Your body makes D3 when UVB radiation (wavelengths between roughly 295 and 315 nanometers) reaches a cholesterol compound in your skin called 7-dehydrocholesterol. Sunlight converts it into a precursor that your body then reshapes into vitamin D3. This is the primary way most people get their vitamin D, with food and supplements filling in the gaps.

In supplement form, D3 has traditionally been sourced from lanolin (sheep’s wool oil) or fish oil, making it an animal-derived product. That made D2 the default for vegans for a long time. Today, though, vegan D3 supplements extracted from lichen are widely available. Lichen is a naturally rich source: some species contain 67 to 204 micrograms of D3 per 100 grams of dry material. These plant-based D3 supplements offer the same bioavailability advantages as animal-derived D3, so vegans no longer need to settle for the less effective D2 form.

How Much You Need

The recommended daily amount of vitamin D (in either form) varies by age:

  • Infants (0 to 12 months): 400 IU
  • Children and adults (1 to 70 years): 600 IU
  • Adults over 70: 800 IU

The tolerable upper limit for adults is 4,000 IU per day.

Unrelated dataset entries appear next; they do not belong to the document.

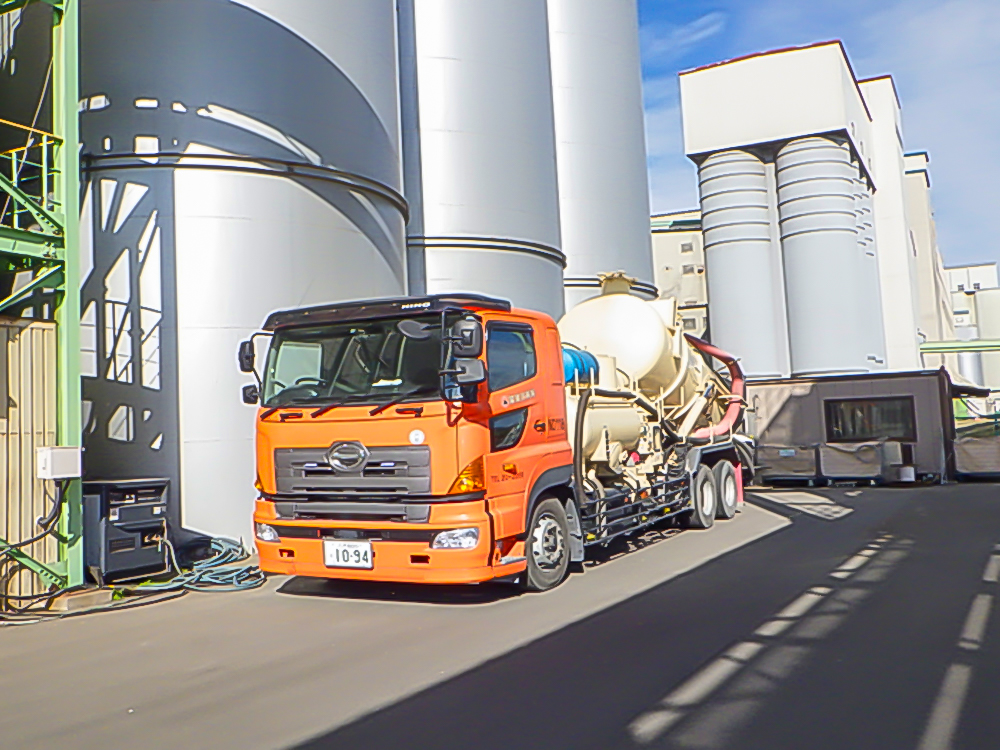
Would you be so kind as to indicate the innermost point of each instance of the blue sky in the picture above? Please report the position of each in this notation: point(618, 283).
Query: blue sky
point(944, 57)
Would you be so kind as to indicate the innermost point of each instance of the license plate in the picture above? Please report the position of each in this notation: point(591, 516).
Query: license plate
point(337, 554)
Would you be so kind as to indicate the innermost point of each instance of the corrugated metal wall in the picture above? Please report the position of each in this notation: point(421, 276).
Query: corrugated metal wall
point(27, 421)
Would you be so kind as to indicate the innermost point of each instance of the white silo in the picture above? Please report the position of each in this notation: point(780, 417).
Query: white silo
point(239, 157)
point(743, 263)
point(600, 144)
point(868, 254)
point(825, 283)
point(480, 170)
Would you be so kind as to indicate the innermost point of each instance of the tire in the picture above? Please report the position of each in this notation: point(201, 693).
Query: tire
point(704, 500)
point(546, 546)
point(728, 490)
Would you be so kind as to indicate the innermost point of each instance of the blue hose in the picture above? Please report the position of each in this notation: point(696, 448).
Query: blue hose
point(579, 365)
point(215, 573)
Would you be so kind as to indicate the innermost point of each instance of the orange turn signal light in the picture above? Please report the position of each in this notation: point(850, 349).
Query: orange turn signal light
point(471, 479)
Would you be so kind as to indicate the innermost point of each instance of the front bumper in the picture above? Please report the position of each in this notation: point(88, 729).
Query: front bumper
point(300, 551)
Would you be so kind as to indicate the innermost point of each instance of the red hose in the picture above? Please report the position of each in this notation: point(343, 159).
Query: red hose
point(735, 408)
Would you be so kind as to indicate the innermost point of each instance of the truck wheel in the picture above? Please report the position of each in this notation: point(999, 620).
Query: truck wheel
point(547, 546)
point(725, 483)
point(704, 499)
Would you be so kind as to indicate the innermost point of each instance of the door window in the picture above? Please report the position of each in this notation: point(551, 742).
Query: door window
point(510, 355)
point(506, 429)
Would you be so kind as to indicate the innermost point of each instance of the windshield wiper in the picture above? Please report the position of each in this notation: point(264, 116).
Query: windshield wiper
point(332, 405)
point(287, 405)
point(400, 398)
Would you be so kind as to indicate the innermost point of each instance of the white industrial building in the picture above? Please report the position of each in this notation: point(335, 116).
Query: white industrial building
point(975, 308)
point(679, 267)
point(820, 253)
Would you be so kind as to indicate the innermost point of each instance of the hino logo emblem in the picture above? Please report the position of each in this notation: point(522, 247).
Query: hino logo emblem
point(347, 456)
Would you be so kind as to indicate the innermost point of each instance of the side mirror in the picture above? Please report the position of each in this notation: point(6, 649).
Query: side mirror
point(470, 371)
point(246, 356)
point(467, 338)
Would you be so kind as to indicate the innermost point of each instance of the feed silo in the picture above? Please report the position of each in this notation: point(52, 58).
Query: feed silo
point(867, 248)
point(238, 157)
point(825, 283)
point(480, 171)
point(743, 262)
point(600, 144)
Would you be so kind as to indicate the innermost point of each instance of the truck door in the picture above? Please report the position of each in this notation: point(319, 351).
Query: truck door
point(517, 421)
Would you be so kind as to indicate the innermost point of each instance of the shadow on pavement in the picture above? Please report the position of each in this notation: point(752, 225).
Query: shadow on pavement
point(482, 593)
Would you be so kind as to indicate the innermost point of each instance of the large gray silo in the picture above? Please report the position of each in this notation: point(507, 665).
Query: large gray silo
point(868, 253)
point(239, 157)
point(746, 292)
point(480, 170)
point(824, 275)
point(600, 144)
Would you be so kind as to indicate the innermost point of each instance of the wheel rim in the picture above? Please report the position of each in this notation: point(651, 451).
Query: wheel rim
point(547, 543)
point(707, 498)
point(729, 492)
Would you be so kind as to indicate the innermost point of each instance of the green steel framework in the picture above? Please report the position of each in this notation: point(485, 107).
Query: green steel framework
point(49, 248)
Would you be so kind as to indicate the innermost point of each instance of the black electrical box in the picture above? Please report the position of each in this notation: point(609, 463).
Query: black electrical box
point(124, 522)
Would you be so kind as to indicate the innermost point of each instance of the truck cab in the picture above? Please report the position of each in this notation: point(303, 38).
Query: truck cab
point(412, 440)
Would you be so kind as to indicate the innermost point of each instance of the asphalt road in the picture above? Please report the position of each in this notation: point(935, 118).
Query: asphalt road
point(834, 633)
point(827, 619)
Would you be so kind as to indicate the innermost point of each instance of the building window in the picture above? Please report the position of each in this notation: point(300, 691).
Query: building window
point(858, 420)
point(510, 355)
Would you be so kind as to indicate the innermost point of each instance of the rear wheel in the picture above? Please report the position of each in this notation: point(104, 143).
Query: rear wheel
point(704, 499)
point(547, 546)
point(725, 484)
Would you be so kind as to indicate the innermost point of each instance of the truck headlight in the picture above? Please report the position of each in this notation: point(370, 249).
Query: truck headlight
point(456, 539)
point(266, 533)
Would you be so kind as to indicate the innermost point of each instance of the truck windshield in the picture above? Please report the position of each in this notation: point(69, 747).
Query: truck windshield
point(369, 361)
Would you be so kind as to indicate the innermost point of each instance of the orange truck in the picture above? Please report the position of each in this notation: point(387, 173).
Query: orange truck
point(455, 439)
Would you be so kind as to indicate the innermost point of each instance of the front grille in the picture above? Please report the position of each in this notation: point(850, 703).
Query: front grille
point(385, 535)
point(389, 470)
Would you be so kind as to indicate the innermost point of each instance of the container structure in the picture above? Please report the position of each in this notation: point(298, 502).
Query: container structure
point(825, 282)
point(480, 170)
point(239, 157)
point(743, 263)
point(600, 144)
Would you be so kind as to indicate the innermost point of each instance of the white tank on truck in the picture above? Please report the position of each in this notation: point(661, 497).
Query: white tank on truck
point(648, 412)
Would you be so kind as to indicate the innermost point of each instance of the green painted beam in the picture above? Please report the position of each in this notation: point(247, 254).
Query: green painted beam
point(51, 277)
point(51, 225)
point(53, 574)
point(30, 244)
point(948, 347)
point(66, 125)
point(9, 5)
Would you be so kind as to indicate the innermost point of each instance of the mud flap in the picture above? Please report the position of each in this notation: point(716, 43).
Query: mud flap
point(575, 532)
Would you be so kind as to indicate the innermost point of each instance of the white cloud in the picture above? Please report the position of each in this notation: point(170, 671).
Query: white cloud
point(664, 43)
point(672, 180)
point(943, 54)
point(945, 59)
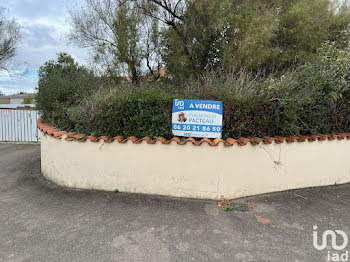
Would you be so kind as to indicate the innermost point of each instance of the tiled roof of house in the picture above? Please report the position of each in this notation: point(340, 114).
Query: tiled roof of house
point(71, 136)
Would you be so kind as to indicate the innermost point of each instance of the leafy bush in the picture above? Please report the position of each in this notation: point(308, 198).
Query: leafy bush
point(311, 99)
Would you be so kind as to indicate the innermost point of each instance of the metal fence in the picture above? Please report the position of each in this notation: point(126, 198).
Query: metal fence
point(18, 125)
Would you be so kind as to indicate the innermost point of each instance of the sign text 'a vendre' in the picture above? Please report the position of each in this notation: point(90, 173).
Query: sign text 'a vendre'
point(197, 118)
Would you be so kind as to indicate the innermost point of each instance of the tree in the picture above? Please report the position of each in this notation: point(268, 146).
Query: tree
point(193, 36)
point(62, 84)
point(122, 38)
point(251, 34)
point(9, 38)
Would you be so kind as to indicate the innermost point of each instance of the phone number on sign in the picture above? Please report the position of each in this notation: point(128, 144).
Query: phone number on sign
point(198, 128)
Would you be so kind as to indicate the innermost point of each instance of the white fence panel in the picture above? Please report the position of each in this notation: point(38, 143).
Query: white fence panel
point(18, 125)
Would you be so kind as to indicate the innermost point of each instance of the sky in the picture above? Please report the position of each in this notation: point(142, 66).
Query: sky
point(44, 27)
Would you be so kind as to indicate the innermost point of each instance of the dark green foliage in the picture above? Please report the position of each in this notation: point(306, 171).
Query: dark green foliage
point(62, 83)
point(256, 35)
point(311, 99)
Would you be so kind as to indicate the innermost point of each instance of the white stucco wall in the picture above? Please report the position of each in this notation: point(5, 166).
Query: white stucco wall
point(195, 171)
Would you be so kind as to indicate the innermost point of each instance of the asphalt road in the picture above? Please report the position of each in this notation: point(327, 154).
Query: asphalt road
point(40, 221)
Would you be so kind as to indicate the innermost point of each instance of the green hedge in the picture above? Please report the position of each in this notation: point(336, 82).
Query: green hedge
point(310, 99)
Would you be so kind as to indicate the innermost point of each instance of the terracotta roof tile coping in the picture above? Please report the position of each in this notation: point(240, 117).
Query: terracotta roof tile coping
point(73, 136)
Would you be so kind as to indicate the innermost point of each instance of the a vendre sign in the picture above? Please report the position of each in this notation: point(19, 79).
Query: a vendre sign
point(197, 118)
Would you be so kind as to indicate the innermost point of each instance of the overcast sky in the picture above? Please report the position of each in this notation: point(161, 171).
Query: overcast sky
point(44, 26)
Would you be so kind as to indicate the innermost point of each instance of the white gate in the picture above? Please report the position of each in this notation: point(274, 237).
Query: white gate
point(18, 125)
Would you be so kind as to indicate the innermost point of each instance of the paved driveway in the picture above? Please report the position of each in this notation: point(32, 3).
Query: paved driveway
point(40, 221)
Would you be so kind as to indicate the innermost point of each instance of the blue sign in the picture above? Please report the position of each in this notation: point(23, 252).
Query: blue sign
point(197, 118)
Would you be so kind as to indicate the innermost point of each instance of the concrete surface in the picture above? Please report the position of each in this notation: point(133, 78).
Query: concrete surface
point(40, 221)
point(204, 172)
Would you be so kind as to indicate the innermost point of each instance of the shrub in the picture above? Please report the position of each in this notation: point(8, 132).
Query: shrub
point(313, 98)
point(62, 83)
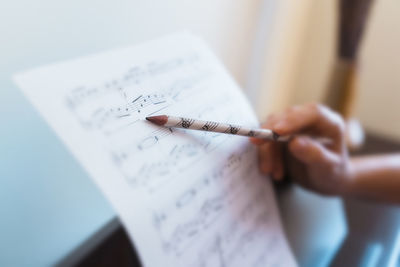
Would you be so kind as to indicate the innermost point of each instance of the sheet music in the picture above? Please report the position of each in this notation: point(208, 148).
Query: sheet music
point(186, 198)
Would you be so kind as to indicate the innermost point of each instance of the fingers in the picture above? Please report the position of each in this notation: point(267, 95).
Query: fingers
point(309, 151)
point(311, 117)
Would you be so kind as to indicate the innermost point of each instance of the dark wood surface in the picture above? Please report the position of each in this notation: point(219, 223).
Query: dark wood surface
point(116, 250)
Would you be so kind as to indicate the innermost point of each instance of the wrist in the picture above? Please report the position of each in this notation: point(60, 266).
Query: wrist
point(349, 179)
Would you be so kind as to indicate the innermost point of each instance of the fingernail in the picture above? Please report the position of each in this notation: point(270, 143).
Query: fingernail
point(279, 126)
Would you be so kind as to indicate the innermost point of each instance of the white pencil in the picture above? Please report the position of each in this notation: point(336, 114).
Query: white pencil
point(210, 126)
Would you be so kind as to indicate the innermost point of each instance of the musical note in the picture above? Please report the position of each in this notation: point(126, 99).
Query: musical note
point(185, 198)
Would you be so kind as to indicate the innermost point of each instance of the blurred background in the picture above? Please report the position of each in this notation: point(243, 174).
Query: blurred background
point(281, 52)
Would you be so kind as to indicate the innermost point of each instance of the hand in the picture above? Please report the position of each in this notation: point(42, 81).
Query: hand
point(318, 167)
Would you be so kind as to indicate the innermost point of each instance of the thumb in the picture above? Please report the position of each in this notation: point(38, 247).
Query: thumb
point(310, 151)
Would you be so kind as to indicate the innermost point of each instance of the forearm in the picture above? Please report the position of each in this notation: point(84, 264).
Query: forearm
point(376, 178)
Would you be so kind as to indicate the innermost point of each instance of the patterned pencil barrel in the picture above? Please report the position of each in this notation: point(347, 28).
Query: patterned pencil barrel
point(211, 126)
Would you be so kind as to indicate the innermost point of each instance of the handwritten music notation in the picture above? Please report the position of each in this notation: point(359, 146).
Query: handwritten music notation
point(202, 203)
point(186, 198)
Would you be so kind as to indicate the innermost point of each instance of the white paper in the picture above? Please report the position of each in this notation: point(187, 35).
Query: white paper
point(185, 198)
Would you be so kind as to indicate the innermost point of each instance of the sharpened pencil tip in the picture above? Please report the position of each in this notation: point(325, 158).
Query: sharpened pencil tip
point(159, 120)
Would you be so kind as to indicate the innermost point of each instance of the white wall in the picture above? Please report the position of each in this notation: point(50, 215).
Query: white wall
point(379, 100)
point(378, 103)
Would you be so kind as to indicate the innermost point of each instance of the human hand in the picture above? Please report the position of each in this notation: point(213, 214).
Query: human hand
point(318, 167)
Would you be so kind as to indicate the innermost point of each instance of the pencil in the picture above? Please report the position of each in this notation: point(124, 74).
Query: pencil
point(217, 127)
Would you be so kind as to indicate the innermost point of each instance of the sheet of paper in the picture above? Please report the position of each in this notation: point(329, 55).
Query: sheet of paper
point(185, 198)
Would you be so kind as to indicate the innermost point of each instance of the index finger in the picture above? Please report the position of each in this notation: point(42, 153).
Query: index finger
point(311, 117)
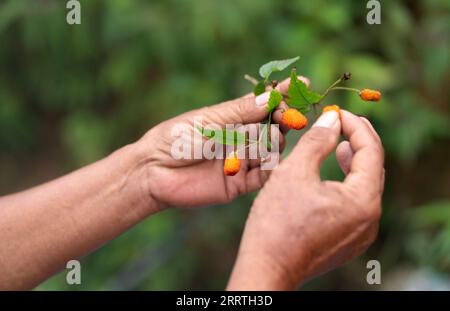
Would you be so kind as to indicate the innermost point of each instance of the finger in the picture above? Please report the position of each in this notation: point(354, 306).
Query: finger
point(316, 144)
point(369, 124)
point(366, 169)
point(256, 178)
point(256, 153)
point(244, 110)
point(344, 155)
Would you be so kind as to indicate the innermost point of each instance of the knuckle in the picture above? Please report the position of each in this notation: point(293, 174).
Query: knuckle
point(316, 135)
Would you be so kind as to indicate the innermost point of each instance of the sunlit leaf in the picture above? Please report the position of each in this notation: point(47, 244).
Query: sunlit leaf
point(299, 96)
point(259, 88)
point(223, 136)
point(277, 65)
point(275, 99)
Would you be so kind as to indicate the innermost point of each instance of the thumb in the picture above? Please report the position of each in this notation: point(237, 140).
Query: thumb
point(317, 143)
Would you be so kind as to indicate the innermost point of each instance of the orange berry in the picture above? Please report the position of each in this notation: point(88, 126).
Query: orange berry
point(332, 107)
point(294, 119)
point(370, 95)
point(232, 165)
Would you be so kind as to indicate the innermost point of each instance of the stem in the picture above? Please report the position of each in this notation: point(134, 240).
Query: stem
point(329, 88)
point(315, 110)
point(345, 89)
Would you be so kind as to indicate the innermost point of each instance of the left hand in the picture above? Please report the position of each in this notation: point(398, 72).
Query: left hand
point(199, 182)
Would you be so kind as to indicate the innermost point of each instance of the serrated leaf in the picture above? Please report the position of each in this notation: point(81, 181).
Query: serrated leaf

Going above that without medical supervision raises the risk of toxicity, which can cause dangerously high calcium levels. Vitamin D is fat-soluble, so taking your supplement with a meal that contains some fat helps your body absorb it more efficiently.

What to Look for on the Label

If a supplement simply says “vitamin D” without specifying D2 or D3, check the ingredients list. You’ll see either “ergocalciferol” (D2) or “cholecalciferol” (D3). Most standalone supplements sold today use D3, but multivitamins and fortified foods sometimes use D2 because it’s cheaper to produce. When you have the choice, D3 is the stronger option for maintaining healthy blood levels regardless of whether it comes from an animal or lichen-based source.